3. Research Network Development
Several research networks exist to study specific diseases within the ED care interval. For instance, EMNet (http://www.emnet-usa.org/) is a collaborative of 226 medical centers focused primarily on acute respiratory emergencies. The Pediatric Emergency Care Applied Research Network (PECARN, https://www.pecarn.org/), focuses on pediatric acute illnesses and creating new guidelines for the management of pediatric head injuries and abdominal blunt injuries to date). More recently, the Western Emergency Services Translational Research Network (WESTRN), formed to explore broader research topics (https://www.ctsacentral.org/regional-consortia/western-emergency-services-translational-research-network). This is a group of 11 academic medical centers in the Western United States with National Institute of Health Clinical Translational Science Institutes (CTSIs). They have collaborated and performed projects related with traumatic injury in adults. A similar approach for ED operations studies can facilitate data collection and comparisons across a variety of settings that would transcend existing approaches to operational studies.
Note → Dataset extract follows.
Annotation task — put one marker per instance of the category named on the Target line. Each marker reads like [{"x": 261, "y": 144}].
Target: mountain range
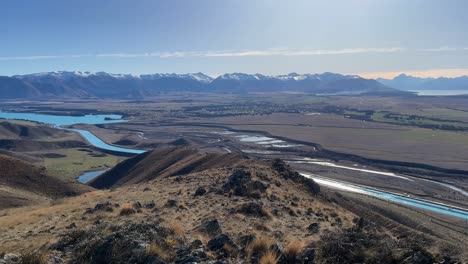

Identifying Measures of Value
1. Data to Collect
The EDBA aggregated basic ED operations and process metrics for cross institutional comparison for 20 years to guide administrative decision-making. Their existing data collection offers a starting point for broader data collection.23 In 2011, the EDOSG introduced the concept of clinical practice comparisons across EDs for cardiovascular disease diagnostic testing pathways. A dataset that draws on the strengths of these two datasets (process metrics and clinical practice metrics), with appropriate representation of the diversity of EDs, is an early step. The next logical step is to obtain patient-level data. This approach maximizes flexibility for analysis because analyses can be customized to the question. For example, seasonal variability and patient sub-populations (e.g., trauma, pediatrics, psychiatry, and geriatrics) can be studied from the same datasets.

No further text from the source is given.